Pire, toutes ces péripéties ne font qu’affaiblir et retarder le fameux “pivot vers l’Asie”, souhaité par les USA pour contenir la puissance montante de la Chine.
Au moment où on nous vante encore, ici en France et en Europe, la “protection de l’OTAN”, cette crise profonde de la puissance états-unienne devrait nous éveiller. L’ère de la domination d’une poignée d’états occidentaux sur le monde s’achève. La France doit en prendre acte au plus vite, et préparer un tournant de sa politique étrangère et de défense. La politique étrangère doit s’orienter vers l’avenir, vers la coopération gagnant – gagnant avec les états du Sud, les pays en voie de développement. La politique de défense doit cesser d’être une politique de guerre et se concentrer sur la protection du territoire national, en réduisant les moyens de projection (si la douzaine de porte-avions états-uniens se révèlent inutiles, que dire de notre unique exemplaire, nécessairement en entretien la moitié du temps).

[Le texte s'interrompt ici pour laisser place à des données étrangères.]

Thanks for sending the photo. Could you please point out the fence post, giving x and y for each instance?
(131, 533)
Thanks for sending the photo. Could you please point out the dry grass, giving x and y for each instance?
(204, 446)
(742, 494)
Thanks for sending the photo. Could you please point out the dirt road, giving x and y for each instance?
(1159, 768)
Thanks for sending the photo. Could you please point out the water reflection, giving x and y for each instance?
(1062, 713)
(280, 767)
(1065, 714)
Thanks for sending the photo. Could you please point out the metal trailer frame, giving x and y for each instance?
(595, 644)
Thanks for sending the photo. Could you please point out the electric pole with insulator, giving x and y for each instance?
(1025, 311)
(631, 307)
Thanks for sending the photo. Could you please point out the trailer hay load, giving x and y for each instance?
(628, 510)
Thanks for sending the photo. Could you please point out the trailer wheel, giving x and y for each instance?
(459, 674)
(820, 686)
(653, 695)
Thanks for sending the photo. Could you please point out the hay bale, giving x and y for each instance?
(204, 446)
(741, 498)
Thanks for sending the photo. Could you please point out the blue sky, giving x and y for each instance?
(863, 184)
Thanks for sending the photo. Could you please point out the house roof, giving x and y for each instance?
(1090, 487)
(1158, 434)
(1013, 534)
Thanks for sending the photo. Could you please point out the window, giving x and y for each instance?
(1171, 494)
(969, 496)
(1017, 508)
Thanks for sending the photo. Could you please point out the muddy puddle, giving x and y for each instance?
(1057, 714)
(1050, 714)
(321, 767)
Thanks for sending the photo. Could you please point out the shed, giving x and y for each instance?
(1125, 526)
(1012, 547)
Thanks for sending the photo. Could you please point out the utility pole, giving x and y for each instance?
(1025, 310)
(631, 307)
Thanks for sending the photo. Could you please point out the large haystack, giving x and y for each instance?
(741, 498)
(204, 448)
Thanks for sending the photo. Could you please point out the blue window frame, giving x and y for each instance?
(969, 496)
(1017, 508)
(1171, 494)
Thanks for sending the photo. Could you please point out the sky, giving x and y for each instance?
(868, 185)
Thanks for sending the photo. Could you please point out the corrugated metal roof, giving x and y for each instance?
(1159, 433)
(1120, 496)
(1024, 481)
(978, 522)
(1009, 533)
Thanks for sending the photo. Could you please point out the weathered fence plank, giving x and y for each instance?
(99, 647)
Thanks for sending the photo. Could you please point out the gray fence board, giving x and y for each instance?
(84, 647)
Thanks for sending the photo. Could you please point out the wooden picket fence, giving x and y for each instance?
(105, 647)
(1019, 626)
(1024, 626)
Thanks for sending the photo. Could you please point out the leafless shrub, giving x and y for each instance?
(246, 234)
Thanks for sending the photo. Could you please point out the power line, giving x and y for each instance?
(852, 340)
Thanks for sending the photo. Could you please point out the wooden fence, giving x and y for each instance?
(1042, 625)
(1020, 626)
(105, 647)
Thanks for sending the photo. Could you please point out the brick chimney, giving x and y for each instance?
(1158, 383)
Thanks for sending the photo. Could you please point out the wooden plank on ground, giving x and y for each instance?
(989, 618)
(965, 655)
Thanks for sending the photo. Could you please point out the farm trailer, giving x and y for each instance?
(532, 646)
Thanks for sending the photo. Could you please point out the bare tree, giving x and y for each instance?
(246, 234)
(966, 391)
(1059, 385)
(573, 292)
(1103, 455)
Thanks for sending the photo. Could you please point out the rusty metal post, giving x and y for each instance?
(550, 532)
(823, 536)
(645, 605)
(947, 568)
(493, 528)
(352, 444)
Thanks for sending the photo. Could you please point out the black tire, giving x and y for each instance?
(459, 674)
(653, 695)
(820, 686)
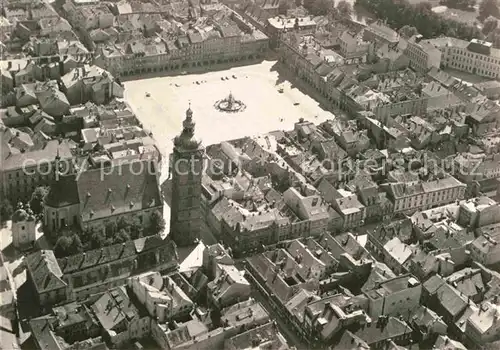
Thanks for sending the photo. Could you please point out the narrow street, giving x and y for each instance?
(286, 330)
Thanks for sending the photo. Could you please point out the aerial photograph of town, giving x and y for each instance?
(249, 174)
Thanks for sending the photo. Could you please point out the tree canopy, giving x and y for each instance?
(37, 197)
(407, 31)
(466, 5)
(157, 224)
(6, 210)
(344, 9)
(488, 8)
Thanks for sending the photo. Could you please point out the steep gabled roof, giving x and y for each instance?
(45, 271)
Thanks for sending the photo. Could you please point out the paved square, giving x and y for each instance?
(163, 111)
(255, 85)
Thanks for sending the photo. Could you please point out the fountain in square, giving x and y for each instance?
(230, 104)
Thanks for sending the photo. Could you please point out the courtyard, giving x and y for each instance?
(163, 111)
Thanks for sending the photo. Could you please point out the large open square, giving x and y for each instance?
(255, 85)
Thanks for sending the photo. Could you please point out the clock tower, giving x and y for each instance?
(187, 171)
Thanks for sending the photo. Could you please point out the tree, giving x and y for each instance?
(36, 201)
(97, 239)
(111, 228)
(344, 9)
(6, 210)
(135, 228)
(157, 224)
(321, 7)
(67, 245)
(407, 31)
(122, 236)
(494, 38)
(488, 8)
(490, 24)
(467, 5)
(76, 245)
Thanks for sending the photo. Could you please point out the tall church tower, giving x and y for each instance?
(187, 171)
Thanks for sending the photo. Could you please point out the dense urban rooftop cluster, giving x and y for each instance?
(375, 229)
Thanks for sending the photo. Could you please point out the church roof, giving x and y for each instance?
(102, 192)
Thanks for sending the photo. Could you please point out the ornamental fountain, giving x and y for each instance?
(230, 104)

Après l’échec cuisant au Mali, au Burkina Faso et au Niger, la crise absurde de Mayotte doit nous éveiller à cette nouvelle politique. Si la France peut rester à Mayotte, ce ne peut être que dans une vision de développement commun de l’Archipel des Comores, non pas contre les populations locales, non pas en opposant les uns aux autres, non pas en dressant, comme le propose Gérald Darmanin, un “rideau de fer maritime” entre ces îles. Il s’agit d’envisager avec le gouvernement comoréen et avec les populations, un accord de développement qui réduise les écarts, permette à tous de vivre dignement sans risquer sa vie dans des traversées illégales. La présence française prendrait alors sens, le temps qu’une nouvelle étape soit franchie et que les plaies du passé se referment. Construire un destin commun, plutôt qu’une domination illusoire.

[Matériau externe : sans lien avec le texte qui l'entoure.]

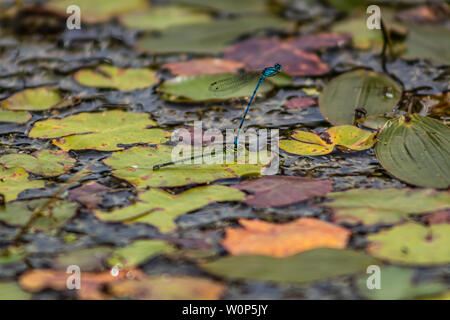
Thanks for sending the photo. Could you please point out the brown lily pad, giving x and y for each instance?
(277, 191)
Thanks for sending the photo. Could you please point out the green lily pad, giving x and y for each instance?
(18, 213)
(229, 6)
(196, 88)
(160, 208)
(138, 252)
(106, 76)
(105, 131)
(416, 150)
(212, 37)
(136, 166)
(89, 260)
(412, 244)
(376, 93)
(385, 206)
(99, 10)
(10, 290)
(33, 99)
(15, 180)
(308, 143)
(398, 284)
(160, 18)
(313, 265)
(428, 42)
(43, 162)
(14, 116)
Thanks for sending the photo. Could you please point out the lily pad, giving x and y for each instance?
(106, 131)
(15, 180)
(313, 265)
(310, 144)
(14, 116)
(416, 149)
(106, 76)
(398, 284)
(33, 99)
(18, 213)
(99, 10)
(136, 166)
(386, 206)
(138, 252)
(196, 88)
(160, 208)
(412, 244)
(210, 37)
(10, 290)
(44, 162)
(375, 92)
(159, 18)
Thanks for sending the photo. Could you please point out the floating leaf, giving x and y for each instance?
(138, 252)
(14, 116)
(276, 191)
(260, 53)
(88, 260)
(43, 162)
(209, 37)
(313, 265)
(416, 149)
(14, 181)
(106, 131)
(412, 244)
(203, 66)
(196, 88)
(376, 93)
(159, 18)
(11, 291)
(386, 206)
(168, 287)
(54, 215)
(136, 166)
(428, 42)
(88, 194)
(91, 284)
(33, 99)
(160, 208)
(106, 76)
(310, 144)
(398, 284)
(282, 240)
(99, 10)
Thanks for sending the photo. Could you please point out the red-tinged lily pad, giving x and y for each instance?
(260, 53)
(277, 191)
(203, 66)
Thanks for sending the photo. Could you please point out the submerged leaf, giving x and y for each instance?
(106, 131)
(412, 244)
(386, 206)
(360, 89)
(313, 265)
(416, 149)
(160, 208)
(43, 162)
(106, 76)
(282, 240)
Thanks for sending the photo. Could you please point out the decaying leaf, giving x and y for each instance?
(308, 143)
(160, 208)
(282, 240)
(276, 191)
(105, 131)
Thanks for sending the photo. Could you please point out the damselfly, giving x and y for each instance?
(238, 81)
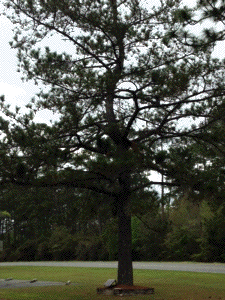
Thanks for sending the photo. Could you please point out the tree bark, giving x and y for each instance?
(125, 268)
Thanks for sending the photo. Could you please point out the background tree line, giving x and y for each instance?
(184, 223)
(73, 184)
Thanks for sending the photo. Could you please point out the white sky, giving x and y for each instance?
(19, 93)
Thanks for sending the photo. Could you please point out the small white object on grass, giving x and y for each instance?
(8, 279)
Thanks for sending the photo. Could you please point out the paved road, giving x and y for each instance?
(192, 267)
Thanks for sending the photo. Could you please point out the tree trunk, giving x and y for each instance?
(125, 268)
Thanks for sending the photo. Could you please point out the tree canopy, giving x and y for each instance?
(136, 80)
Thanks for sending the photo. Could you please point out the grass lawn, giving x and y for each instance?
(169, 285)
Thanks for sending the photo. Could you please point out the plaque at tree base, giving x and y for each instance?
(122, 290)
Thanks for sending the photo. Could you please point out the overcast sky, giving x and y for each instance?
(18, 92)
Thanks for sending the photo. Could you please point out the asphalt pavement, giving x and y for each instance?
(170, 266)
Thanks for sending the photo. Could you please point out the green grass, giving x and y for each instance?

La soi-disant “construction européenne” fait partie de ces illusions mortelles, de l’espoir dangereux de reconstruire une puissance “occidentale” perdue. Pourquoi la France – comme les autres pays d’ailleurs – ne semble que s’y perdre et rien y gagner ? Parce qu’elle méconnaît la réalité. L’Europe est divisée entre des états-nations construits précocement. Elle est et restera divisée encore longtemps, comme le montre le fonctionnement réel de l’UE : un cadre de négociation et d’opposition permanent, voulu par les USA parce qu’il les place en position d’arbitre et de leader. Coopérer, commercer, l’Union Européenne sait le faire (sauf quand – même sur ce terrain – elle sombre dans la logique des “sanctions” à l’encontre de son propre intérêt). Se disputer aussi. Construire un état et une nation, c’est une autre affaire. On ne manipule pas l’anthropologie comme cela.
La France doit construire son avenir en tant que nation indépendante, car c’est ce qu’elle est. Elle doit assumer sa sécurité. Mais cela passe d’abord par la sortie des conflits inutiles et perdus d’avance et la reconstruction d’une capacité internationale de coopération, centrée sur le monde de demain, ouverte, pour le développement commun et la fraternité.